Three mainstream and one art title (complete with Oscar nomination) come our way this week. I’d like to be able to say that there’s nothing as dire — and unintentionally funny — on the slate this week as last week’s The Loft, but I’d have to indulge in a fair amount of prevarication not to suggest strong doubts on that point.
The art title — Two Days, One Night — opens Friday at The Carolina, and is reviewed in this week’s paper. It’s the kind of art title — Belgian with subtitles — that would likely go unnoticed by all but the art film faithful, except for the fact star Marion Cotillard sneaked in and snagged a Best Actress Oscar nomination for her portrayal of a damaged woman campaigning to not lose her job. The tone is populist and very anti-corporatist, which works well here, since the ideas have been scaled down to human size. It also benefits greatly from a premise — she has the course of one weekend to convince her co-workers to vote for her keeping her job and forego their annual bonuses — that comes with a built-in suspense mechanism. Can she pull it off in time?
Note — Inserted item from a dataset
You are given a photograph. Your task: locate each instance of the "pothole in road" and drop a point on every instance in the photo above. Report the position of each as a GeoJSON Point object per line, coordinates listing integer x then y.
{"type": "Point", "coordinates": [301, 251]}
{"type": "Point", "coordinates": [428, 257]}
It makes for surprisingly compelling viewing.
On the unseen side we start with Andy and Lana Wachowski’s Jupiter Ascending — a long delayed release that has a great many people already reading last rites over it. This was aggravated when the film was ill-advisedly shown at Sundance (where people go to see the latest art/indie titles) to a cool reception — or so it was reported. Why people insist on paying attention to this sort of thing mystifies me. Are we as a society just becoming more and more addicted to rooting for failure? The Wachowskis have called their sci-fi fantasy movie a “space opera,” which is itself derived from the term “horse opera,” a term coined for rather silly cowboy pictures. This later got altered to “space opera” to describe a kind of western — good guys vs. bad guys — in outer space. It’s action-adventure meant to be fun and not taken all that seriously. The original Star Wars (1977) qualified as a “space opera.” Personally, I’m keen to see what the Wachowskis have cooked up. Nobody goes over-the-top like they do.
Much less enticing is Seventh Son — some sort of fantasy horror hooha that looks for all the world like the rightful heir to Season of the Witch (2011), but with a slumming Jeff Bridges standing in for Nicolas Cage. To add insult to injury, this thing also boasts Oscar nominee Julianne Moore as some kind of evil witch in some kind of feather dress that might have been designed by Bob Mackie for Cher to wear on an awards show. It’s all about Bridges as the force of good out to prevent Moore from destroying the world — or something like that. The real star appears to be Ben Barnes — you know, Prince Caspian from those dire Narnia movies. Good heavens.
Finally, there’s The SpongeBob Movie: Sponge Out of Water. This is a presold thing — so presold that the studio didn’t bother with a plot synopsis. The irony here is that this will probably be the movie to dethrone American Sniper. I’ve never gotten the appeal of Mr. Squarepants, so I have every intention of sitting this one out. I do wonder if anyone in the film’s target demographic will even get the gag of presenting SpongeBob in a parody of the old — and now politically incorrect — Coppertone sun tan oil ad.
Also worth noting, Asheville Pizza and Brewing is bringing back The Grand Budapest Hotel in the 7 and 10 p.m. slot.
This week we lose Cake, which took quite a tumble following a surprisingly strong first week.
Before getting down to the usual listings, there’s this press release for a screening of The American Nurse — “Highlighting the lives of five American nurses from diverse specialties, the moving documentary The American Nurse — a recent recipient of the American Academy of Nursing’s Excellence in Media Award and a Top 10 2014 Documentary according to www.aisleseat.com – is booked for a special one-night exclusive screening engagement at the Carmike 10 (121 River Hills Road in Asheville) on Thursday, February 5, 2015 at 7:00 p.m.”
This week the Thursday Horror Picture Show has a double bill of Boris Karloff and Bela Lugosi in The Black Cat (1934) and The Raven (1935) at 8 p.m. on Thu., Feb. 5 in Theater Six at The Carolina. World Cinema will show Jean Cocteau’s Orphée (Orpheus) (1950) on Fri., Feb. 6 at 8 p.m. in the Railroad Library in the Phil Mechanic Building. The Hendersonville Film Society is running Gregory Hoblit’s Fracture (2007) on Sun., Feb. 8 at 2 p.m. in the Smoky Mountain Theater at Lake Pointe Landing in Hendersonville. The Asheville Film Society is showing the Maria Montez-Jon Hall campy adventure romance Gypsy Wildcat (1944) in glorious Technicolor on Tue., Feb. 10 at 8 p.m. in Theater Six at The Carolina. More on all titles in this week’s Xpress — with extended coverage in the online edition.
This week’s releases do not make a pretty picture — Dracula Untold, John Wick and Ouija. My advice? Go to the movies.